We’re supposed to kneel!”
The
chalice shook in Father Hennessey’s hands and tilted. The communion wafers came
close to spilling out. He jerked the chalice upright, frowned at Barbara Ann,
and began to place a wafer on the tongue of each kneeling child in the top row.
They,
too, returned to their pews.
Finally
. . . FINALLY . . . my row rose, stepped upward, and knelt.
I
stood.
Laughter
rolled like a wave down the nave and up into the sanctuary.
“Kneel!
I’m telling you you’re supposed to kneel!” Barbara Ann’s shrill whisper shook
the rafters. She tugged at my dress. Part of the skirt ripped from the waist.

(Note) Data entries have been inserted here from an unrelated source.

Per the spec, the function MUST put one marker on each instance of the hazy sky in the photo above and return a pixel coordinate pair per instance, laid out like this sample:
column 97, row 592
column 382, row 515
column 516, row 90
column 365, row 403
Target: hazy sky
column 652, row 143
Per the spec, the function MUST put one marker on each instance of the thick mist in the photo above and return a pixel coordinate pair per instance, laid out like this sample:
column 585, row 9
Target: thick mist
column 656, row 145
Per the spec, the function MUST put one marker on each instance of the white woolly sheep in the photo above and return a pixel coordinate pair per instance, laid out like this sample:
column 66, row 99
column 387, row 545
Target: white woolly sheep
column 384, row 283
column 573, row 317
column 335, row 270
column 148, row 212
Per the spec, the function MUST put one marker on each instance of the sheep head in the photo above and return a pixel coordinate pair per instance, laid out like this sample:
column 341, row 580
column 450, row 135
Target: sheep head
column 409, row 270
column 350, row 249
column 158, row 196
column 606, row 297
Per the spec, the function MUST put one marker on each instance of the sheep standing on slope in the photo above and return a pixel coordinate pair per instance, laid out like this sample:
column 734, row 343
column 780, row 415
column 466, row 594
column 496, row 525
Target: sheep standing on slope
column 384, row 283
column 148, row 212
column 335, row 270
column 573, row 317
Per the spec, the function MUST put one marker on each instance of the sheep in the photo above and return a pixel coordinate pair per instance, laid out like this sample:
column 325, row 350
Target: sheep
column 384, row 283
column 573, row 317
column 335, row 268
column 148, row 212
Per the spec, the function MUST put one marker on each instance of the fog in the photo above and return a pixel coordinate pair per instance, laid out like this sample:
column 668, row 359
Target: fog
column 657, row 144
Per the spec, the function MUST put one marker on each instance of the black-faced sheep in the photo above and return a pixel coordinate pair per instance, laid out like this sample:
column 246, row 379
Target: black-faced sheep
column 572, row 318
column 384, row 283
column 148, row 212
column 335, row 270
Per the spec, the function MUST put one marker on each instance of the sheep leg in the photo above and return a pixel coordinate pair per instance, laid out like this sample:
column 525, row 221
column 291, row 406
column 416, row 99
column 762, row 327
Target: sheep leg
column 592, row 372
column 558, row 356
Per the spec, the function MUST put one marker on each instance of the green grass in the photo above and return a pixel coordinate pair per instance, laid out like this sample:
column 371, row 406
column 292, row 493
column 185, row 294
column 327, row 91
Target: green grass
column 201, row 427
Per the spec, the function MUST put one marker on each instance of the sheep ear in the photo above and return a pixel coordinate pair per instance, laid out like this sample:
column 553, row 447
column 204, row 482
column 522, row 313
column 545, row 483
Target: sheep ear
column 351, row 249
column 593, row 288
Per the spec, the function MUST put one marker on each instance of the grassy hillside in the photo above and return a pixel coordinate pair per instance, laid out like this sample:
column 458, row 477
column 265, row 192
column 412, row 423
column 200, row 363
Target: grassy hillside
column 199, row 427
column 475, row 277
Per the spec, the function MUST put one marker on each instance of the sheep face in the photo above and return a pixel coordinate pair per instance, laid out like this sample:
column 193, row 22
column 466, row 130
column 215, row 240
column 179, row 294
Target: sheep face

It dangled toward my ankles.
Father
Hennessey placed the communion wafer on my tongue. The other children in my row
stood. We returned to our seats. They knelt. I sat while in all innocence we
gave thanksgiving for the gift we’d just received.
At
the end of Mass, we filed out, stood on the front steps of Saint Mary’s, and
had our photograph taken. Here it is. And there am I in the front row with the
bandage on my knee.
I
hope that if any of my classmates are reading this today they will not be
annoyed that I posted our picture here . . . nor will the photographer from
sixty-eight years ago. It surely represents a time and a place that is long
gone but also long remembered. Peace.